You can read Tobin’s full email here:

"Hello Eric

 I understand your viewpoint. I have a longstanding policy of not commenting on specific disciplinary cases, and for good reason. If an officer has a dispute with a disciplinary case, there are many review and appeal protections available. In fact, MPD officers have more employee protections available to them than most public or private employees. 

"I am disappointed that you feel I am required to appear on camera in this matter. As you know, I have done two in depth interviews with you recently for periods of about one hour each, answering a full panoply of unedited questions from you on any subject relevant to our office with absolutely no restrictions. In addition, we have responded to all of your records requests in an open fashion, even creating new records and consolidating them for easier reference far beyond any FOIA requirements. We have cooperated with your reporting efforts to an extraordinary degree and have expended staff time to accommodate your requests on multiple occasions, and without delay.

"The journalist-friends that I have related this issue to concur that even public officials can and do defer camera interviews on occasion, as I have done so in the past on specific disciplinary issues. I am at a loss to understand why you are unwilling to respect this request regarding this singular issue despite all of the other open communications and camera interviews we have had.
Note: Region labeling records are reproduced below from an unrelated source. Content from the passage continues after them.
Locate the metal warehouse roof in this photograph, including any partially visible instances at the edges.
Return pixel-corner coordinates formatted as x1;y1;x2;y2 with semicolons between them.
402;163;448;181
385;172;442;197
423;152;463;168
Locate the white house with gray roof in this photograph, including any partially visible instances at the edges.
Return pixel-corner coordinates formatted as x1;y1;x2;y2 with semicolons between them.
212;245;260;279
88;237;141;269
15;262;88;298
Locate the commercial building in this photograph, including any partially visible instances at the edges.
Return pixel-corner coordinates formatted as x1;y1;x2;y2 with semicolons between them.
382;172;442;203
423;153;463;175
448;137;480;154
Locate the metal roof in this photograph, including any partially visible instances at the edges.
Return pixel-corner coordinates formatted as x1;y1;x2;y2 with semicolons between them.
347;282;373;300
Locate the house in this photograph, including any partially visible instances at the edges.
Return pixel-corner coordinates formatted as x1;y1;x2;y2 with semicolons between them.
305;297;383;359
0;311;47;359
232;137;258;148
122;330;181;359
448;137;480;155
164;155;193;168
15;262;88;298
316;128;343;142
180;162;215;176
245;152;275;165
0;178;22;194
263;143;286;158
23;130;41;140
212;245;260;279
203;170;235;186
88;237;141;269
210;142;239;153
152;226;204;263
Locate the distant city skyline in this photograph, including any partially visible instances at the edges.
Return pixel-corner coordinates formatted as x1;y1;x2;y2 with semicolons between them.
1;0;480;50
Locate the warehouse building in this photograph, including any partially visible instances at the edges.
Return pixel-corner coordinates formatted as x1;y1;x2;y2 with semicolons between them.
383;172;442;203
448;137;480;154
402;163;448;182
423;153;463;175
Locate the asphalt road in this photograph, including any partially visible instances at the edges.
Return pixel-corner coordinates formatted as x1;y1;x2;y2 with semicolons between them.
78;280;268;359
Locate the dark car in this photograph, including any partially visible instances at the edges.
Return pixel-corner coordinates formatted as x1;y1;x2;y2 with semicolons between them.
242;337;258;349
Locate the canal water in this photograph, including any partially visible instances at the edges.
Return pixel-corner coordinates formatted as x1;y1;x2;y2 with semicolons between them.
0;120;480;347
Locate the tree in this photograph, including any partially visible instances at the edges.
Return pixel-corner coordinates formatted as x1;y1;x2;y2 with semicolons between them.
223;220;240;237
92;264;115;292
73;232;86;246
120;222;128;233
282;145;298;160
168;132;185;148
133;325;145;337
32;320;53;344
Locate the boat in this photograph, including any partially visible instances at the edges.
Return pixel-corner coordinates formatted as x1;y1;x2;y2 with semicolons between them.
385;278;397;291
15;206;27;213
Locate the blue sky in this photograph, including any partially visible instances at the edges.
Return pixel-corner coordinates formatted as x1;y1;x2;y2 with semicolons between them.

This is my point of view of which you still may disagree, but I hope this singular issue does not affect our professional relationship and shared goals. 

"You may of course use any portion of this communication and the previous written statement regarding this issue, but I do ask that you respect my desire to not supply camera interviews regarding any specific disciplinary cases, even if it is to indicate that I have no comment."

Mcardle is still talking about the case that left him feeling persecuted for simply being a police officer.

"We live on a justice system that is based on fair representation, the facts," Mcardle said. "Those facts are not out there."

OPC is an all-civilian office, and that’s by design to avoid conflicts of interest. But WUSA9 learned many OPC investigators have zero law enforcement experience before coming to OPC – although those investigators are required to have 20 hours of police training and eight hours of police ride-alongs.

Mcardle, who is still patrolling the same block, believes involving former police officers in these decisions would make the process fairer.